第13話「夜に沈む」

夜が訪れるたび、まなみと私は無意識に求め合うようにして互いの存在に溺れていった。触れ合うたびに、彼女が私の中で大きな存在に成り代わっていく。


まるで二人だけの世界に閉じ込められたように、誰にも見せられない禁断の蜜を分かち合っているような甘美さが、胸の奥にじんわりと広がっていった。ある晩、まなみが私の肩にもたれかかりながら、かすかな声で囁いた。「リカさん、あなたのそばにいると、何もかもがどうでもよくなるの。こんなに堕ちていってもいいんだろうか…」その言葉が、私の胸にズシンと響いた。

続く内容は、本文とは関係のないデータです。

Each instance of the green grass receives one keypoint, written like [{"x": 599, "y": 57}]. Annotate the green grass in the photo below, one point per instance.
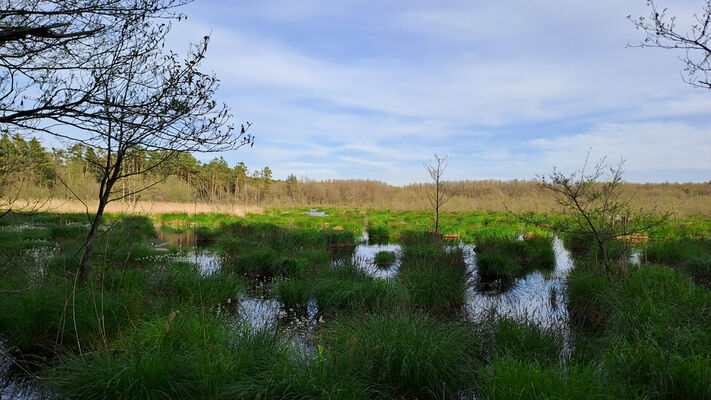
[
  {"x": 510, "y": 378},
  {"x": 403, "y": 337},
  {"x": 378, "y": 233},
  {"x": 182, "y": 283},
  {"x": 693, "y": 256},
  {"x": 408, "y": 354},
  {"x": 493, "y": 266},
  {"x": 346, "y": 288},
  {"x": 385, "y": 259}
]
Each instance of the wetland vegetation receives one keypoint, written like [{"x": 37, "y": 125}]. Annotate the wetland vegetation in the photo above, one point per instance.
[{"x": 285, "y": 304}]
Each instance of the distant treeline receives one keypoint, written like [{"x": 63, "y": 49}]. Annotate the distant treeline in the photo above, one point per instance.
[{"x": 69, "y": 173}]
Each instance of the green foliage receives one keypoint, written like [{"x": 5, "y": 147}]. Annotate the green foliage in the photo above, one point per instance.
[
  {"x": 378, "y": 233},
  {"x": 409, "y": 354},
  {"x": 347, "y": 288},
  {"x": 589, "y": 294},
  {"x": 385, "y": 259},
  {"x": 189, "y": 356},
  {"x": 265, "y": 261},
  {"x": 182, "y": 283},
  {"x": 510, "y": 378},
  {"x": 524, "y": 340},
  {"x": 434, "y": 277},
  {"x": 496, "y": 266},
  {"x": 292, "y": 293},
  {"x": 692, "y": 256}
]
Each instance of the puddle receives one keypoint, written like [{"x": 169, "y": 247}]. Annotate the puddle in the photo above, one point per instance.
[
  {"x": 207, "y": 260},
  {"x": 536, "y": 297},
  {"x": 12, "y": 387},
  {"x": 315, "y": 213},
  {"x": 185, "y": 239},
  {"x": 365, "y": 253}
]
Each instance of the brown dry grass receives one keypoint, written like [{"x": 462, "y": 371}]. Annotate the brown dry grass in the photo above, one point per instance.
[{"x": 140, "y": 208}]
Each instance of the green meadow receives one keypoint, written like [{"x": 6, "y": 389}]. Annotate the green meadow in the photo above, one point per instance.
[{"x": 291, "y": 308}]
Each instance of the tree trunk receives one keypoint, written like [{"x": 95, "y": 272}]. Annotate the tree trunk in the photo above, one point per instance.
[{"x": 89, "y": 245}]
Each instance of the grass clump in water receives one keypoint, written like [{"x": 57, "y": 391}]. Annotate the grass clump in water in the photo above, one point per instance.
[
  {"x": 378, "y": 233},
  {"x": 385, "y": 259},
  {"x": 348, "y": 288},
  {"x": 407, "y": 354},
  {"x": 435, "y": 278}
]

彼女と共にあることで堕落している自分を知りながらも、それをやめられない自分がいる。


答えられないまま、私はそっと彼女の顔に手を伸ばし、その瞳にじっと見入った。


まなみの目には、愛と欲望が絡み合い、逃れられないほど深く沈んでいた。気がつくと、私たちの唇が触れ合っていた。最初は優しく、そして徐々に深く、止められない渇望が互いを支配していく。


心が熱を帯び、体の奥底に眠っていた欲望が抑えられなくなる。触れ合うたび、彼女の存在が私を狂わせていくのが分かった。罪悪感や理性はすでに遠くに消え、ただ彼女だけを求める心が全てを支配していた。

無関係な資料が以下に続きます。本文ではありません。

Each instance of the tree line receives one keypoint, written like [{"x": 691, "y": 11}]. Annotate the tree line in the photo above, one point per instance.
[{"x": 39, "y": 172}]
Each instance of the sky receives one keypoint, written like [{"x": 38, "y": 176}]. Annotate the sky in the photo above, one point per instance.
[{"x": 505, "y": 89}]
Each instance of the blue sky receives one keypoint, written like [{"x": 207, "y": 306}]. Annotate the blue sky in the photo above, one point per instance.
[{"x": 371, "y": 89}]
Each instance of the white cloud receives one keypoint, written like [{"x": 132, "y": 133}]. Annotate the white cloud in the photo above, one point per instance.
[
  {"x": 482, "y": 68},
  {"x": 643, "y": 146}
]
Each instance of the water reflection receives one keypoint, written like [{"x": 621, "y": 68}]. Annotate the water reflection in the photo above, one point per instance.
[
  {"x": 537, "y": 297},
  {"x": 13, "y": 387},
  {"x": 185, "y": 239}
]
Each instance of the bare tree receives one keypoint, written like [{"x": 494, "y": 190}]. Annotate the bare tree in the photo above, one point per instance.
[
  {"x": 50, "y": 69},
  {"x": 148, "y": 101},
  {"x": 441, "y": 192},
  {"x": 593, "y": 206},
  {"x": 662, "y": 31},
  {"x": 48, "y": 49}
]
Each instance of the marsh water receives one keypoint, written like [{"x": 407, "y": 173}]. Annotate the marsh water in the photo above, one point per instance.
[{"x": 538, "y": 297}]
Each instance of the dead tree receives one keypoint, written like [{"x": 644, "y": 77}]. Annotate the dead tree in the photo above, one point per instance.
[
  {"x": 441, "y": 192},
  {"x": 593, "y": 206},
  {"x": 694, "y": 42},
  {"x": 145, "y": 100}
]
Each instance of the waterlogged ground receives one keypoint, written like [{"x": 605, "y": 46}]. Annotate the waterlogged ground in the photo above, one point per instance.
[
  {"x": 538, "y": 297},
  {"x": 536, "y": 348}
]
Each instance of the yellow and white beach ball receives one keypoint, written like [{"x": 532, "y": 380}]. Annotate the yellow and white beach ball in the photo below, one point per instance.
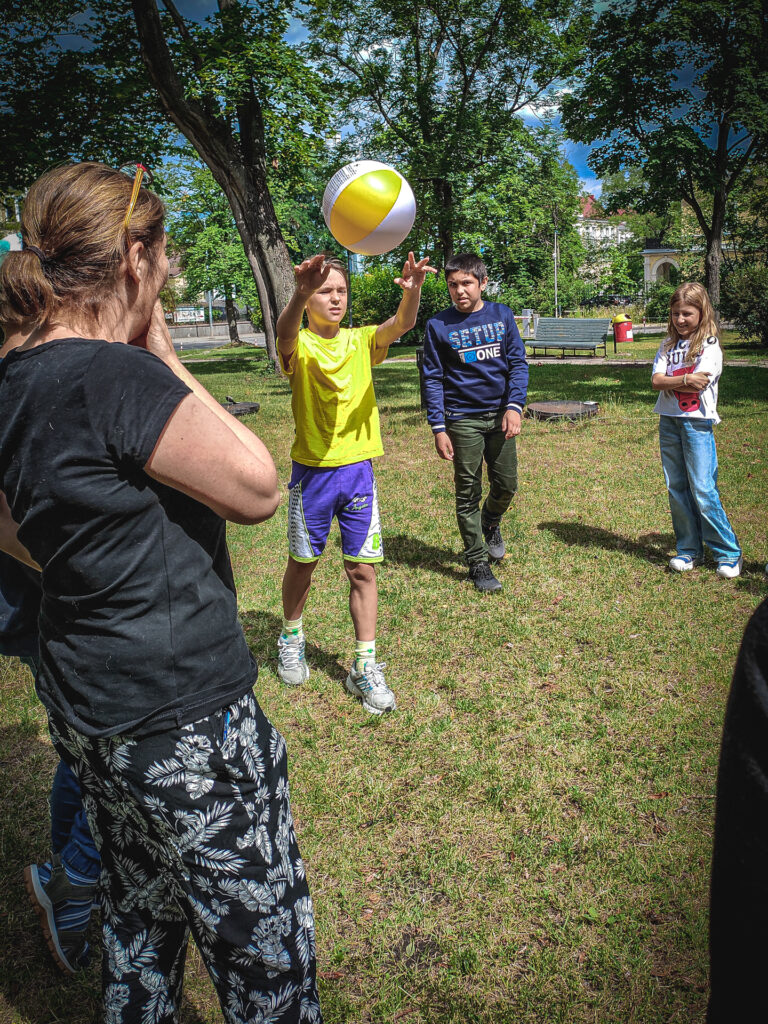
[{"x": 369, "y": 207}]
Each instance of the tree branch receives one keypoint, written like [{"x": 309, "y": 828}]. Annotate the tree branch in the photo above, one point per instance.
[{"x": 183, "y": 31}]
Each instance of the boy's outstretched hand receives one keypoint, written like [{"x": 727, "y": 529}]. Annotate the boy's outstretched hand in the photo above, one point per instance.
[
  {"x": 311, "y": 274},
  {"x": 414, "y": 272}
]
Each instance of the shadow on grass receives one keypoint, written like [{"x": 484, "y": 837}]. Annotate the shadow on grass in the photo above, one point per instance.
[
  {"x": 414, "y": 552},
  {"x": 651, "y": 547},
  {"x": 263, "y": 628}
]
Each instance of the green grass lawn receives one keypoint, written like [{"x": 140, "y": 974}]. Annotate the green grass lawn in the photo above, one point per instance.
[{"x": 527, "y": 838}]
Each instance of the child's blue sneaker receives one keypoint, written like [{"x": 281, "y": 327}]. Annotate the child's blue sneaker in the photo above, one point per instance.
[
  {"x": 731, "y": 568},
  {"x": 62, "y": 899},
  {"x": 684, "y": 563}
]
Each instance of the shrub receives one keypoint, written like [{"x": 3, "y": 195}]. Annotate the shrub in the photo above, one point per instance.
[{"x": 744, "y": 300}]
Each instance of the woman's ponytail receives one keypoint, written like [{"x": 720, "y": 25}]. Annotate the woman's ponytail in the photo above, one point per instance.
[{"x": 26, "y": 292}]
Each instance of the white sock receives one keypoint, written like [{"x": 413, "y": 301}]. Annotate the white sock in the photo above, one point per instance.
[
  {"x": 365, "y": 650},
  {"x": 293, "y": 631}
]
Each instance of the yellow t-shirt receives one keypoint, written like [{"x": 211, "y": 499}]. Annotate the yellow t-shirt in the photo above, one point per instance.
[{"x": 333, "y": 399}]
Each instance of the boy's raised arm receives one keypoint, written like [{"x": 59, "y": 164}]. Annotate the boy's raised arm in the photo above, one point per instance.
[
  {"x": 414, "y": 273},
  {"x": 309, "y": 276}
]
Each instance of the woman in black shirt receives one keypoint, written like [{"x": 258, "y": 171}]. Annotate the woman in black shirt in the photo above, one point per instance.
[{"x": 117, "y": 473}]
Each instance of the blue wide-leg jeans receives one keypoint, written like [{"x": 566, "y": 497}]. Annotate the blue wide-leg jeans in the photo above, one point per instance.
[{"x": 690, "y": 469}]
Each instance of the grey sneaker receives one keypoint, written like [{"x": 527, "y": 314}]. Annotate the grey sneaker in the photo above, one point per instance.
[
  {"x": 731, "y": 568},
  {"x": 64, "y": 906},
  {"x": 292, "y": 667},
  {"x": 495, "y": 541},
  {"x": 370, "y": 686},
  {"x": 482, "y": 577}
]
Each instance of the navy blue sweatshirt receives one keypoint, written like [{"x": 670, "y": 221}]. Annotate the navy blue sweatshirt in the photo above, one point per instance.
[{"x": 473, "y": 364}]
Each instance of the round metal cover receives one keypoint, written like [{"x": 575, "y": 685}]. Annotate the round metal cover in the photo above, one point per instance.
[
  {"x": 241, "y": 408},
  {"x": 562, "y": 410}
]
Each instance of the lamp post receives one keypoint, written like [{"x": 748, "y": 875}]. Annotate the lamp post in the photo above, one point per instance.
[{"x": 556, "y": 256}]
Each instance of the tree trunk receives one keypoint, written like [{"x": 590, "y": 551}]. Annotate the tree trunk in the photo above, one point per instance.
[
  {"x": 231, "y": 317},
  {"x": 238, "y": 164},
  {"x": 443, "y": 195}
]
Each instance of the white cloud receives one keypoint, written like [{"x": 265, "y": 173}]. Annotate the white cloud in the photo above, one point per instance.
[{"x": 592, "y": 185}]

その夜、私たちはベッドに潜り込み、何度も何度も唇を重ねた。彼女の吐息が私の耳元に響くたび、欲望が私を更なる深みに引きずり込んでいく。


まなみの細い指が私の指を絡めとり、その触れ合いがまるで永遠に続いてほしいと願っているかのように感じられた。二人だけの夜が終わらないことを願いながら、私は彼女に、彼女は私に溺れていった。「リカさん、私…もう元の自分に戻れない気がする」その囁きが、私の心の底で暗く、重く響いた。


もはや私たちは、愛の甘さと背徳に深く沈み込み、何もかも忘れて互いだけを見つめていた。


理性や罪悪感はかき消され、愛し合うことが堕落そのものだと分かっていながら、やめられなかった。朝が訪れても、私たちは何度も触れ合い、愛し合い続けた。もはや彼女は私の全てであり、彼女がいなければ私の心は空虚に帰るだろうという確信があった。


リカ モノローグ


私たちは、この愛が堕落であると知りながら、もう後戻りできないところまで来てしまった。まなみがいない世界など考えられない。彼女に触れるたび、彼女が私を壊し、私も彼女を壊しながら共に沈んでいくのを感じている。この堕ちていく感覚が、何にも代えがたい甘美なものであると同時に、私たちが戻れないところまで来てしまった証拠だ。その夜から、私たちの間にあった線は完全に消え、愛と欲望が二人を支配し続けていた。